詩集「水の遠景」 出海溪也 著
白昼の月
診察台に寝かされ
硫酸アトロピンの点滴を受けた。
瞳孔は最大限に拡大
私の視界から
すべての景物が喪われていった、
若かりしころの
わたし
無明
の白い闇
の中に
無遠慮に侵入してくる〈影〉たち――
空からの絶えまない無差別攻撃。
積雲の小倉から晴天の長崎へ
運命を左右した一台の飛行機が
億万の心にケロイドを焼きつけ。
酷寒にさらされた兵士たちは洗脳され、
おびただしい天皇信仰者にかけられたキーロックは
アメリカン・デモクラシーで解錠されたか
新しい信仰がおき
そして消えた。
一糸乱れぬ絢爛たるマスゲームの
社会主義国があり
また宗教集団があった。
半世紀まえの亡霊が
ふたたび悪夢を呼び醒ます
殺生を禁じ、ゴキブリと共存
霊峰を背景にした
神殿と祭典のない教団が
日本の中に興りつつあった。
禁欲と好色
破壊と救済
金剛乗と殺戮
の果て
の
凶乱!
*
曼荼羅華の葉から抽出した
アルカロイドの
白色絹糸の
針状結晶体の
アトロビン。
――四十数年まえ
仮性近視の治療に使ったその薬効はすでに切れ……
末世もなく
末法もなく
終末もなく
白昼の月のような
残像だけが
網膜にこびりついていた
スケルトンあるいはICUの幻視者
痛みもなく
恐怖もなく
悩みもなく
ICUで眠りつづけるおまえ
痛みもない
恐怖もない
悩みもない
生命の実感を喪ったおまえ
来し方
万年の記憶が血のなかによみがえり
行く方
千年の未然を幻視する
おまえの
凄絶な夢
電子音が交錯し
近代化の粋を尽くした機器にかこまれた白い部屋
異物のない
無菌
の
空間
に
ひしめく
透白の医療従事者
――しだいに透けていくおまえ
いっさいの無駄を排除
合理性を求め
人工化を極め
透明を憧憬する
それは――
無痛文明の行きつく・と・こ・ろ
心室細動不整脈の突発で心の臓が止まり
おまえの頭蓋の中で
脳幹が壊れた
瞳孔は極限にひらき
鋭角をなす心電図の山がたラインが鈍角化
下がりつづけた心拍数は零に近づき……
原体験も
相像力も
暗闇さえも奪われ
おまえの幻視力は霧消する
*詩集「水の遠景」 発行:新・現代詩の会 横浜市港南区港南台5-10-1
*視力に関する詩、二編。
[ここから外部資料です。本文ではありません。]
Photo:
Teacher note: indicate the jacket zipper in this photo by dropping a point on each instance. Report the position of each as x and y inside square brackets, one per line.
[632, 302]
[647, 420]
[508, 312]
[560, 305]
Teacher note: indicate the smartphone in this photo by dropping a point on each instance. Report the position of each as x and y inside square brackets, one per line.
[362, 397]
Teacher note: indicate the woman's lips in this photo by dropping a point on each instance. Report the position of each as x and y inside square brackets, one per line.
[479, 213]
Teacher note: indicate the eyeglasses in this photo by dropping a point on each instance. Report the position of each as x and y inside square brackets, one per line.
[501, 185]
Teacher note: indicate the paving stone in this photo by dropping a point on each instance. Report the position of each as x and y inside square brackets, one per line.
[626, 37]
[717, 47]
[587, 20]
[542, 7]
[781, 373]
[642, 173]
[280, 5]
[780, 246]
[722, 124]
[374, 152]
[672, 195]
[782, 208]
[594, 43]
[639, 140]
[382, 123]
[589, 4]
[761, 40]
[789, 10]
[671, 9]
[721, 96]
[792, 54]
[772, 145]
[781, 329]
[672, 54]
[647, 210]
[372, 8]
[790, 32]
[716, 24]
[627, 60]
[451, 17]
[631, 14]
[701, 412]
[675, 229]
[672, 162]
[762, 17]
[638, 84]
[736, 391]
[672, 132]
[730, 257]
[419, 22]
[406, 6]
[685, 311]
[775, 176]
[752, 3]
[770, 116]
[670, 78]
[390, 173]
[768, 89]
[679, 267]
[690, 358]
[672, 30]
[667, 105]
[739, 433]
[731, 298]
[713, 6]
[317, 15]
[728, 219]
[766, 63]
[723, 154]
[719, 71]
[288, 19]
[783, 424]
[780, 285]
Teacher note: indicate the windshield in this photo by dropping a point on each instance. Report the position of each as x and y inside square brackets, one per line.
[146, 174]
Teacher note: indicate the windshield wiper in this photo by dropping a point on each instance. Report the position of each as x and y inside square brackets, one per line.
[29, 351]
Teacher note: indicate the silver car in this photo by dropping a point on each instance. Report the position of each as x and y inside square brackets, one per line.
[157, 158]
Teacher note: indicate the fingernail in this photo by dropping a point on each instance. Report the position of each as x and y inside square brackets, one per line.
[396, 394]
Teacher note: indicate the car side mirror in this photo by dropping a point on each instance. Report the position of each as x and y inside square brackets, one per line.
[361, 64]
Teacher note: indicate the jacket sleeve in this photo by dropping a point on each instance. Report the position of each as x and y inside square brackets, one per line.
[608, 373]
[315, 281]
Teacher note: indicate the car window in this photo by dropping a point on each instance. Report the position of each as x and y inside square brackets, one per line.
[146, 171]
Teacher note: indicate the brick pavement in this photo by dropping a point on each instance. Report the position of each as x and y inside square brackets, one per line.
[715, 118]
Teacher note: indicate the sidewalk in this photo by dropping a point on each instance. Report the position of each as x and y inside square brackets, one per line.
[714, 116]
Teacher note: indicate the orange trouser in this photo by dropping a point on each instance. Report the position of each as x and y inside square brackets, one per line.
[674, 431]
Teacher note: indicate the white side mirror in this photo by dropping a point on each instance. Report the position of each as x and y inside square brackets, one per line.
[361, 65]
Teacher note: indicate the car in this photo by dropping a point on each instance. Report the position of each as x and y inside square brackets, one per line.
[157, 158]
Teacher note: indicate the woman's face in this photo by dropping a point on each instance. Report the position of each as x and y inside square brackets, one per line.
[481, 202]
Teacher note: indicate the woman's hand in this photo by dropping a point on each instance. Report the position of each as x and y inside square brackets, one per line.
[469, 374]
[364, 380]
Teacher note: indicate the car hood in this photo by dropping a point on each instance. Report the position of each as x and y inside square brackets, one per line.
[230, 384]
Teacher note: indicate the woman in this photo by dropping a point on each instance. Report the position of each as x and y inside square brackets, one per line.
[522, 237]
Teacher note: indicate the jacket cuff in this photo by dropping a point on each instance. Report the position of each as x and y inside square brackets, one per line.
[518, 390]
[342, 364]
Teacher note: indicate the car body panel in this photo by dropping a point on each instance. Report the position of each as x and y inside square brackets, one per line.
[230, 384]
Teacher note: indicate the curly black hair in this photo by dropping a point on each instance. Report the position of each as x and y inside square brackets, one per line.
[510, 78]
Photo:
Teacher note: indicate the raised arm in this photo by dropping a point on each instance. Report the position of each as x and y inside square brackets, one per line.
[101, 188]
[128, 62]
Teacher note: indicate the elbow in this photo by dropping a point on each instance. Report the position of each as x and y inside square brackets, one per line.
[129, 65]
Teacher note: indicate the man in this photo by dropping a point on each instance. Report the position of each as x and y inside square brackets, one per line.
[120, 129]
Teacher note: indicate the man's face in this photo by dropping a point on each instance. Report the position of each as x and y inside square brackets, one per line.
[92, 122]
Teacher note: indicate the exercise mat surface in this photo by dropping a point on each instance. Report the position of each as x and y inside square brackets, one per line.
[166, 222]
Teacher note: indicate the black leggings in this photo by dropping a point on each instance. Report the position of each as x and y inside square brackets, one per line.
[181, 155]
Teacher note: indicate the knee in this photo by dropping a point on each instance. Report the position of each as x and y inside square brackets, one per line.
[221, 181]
視力、視界というのは生物学的な現象であるとともに、
社会的な現象でもある。社会的、歴史的な視力というものがある。
敗戦と焼け跡を目にした人たちの視力。それから現在までの歩みは、視力を喪失する歩みだったのかもしれない。失われた視界は少しずつ透明になっていく。
極限的に透明の視界。透明、客観、合理化された視力、それはある種の敗北だと、僕は思う。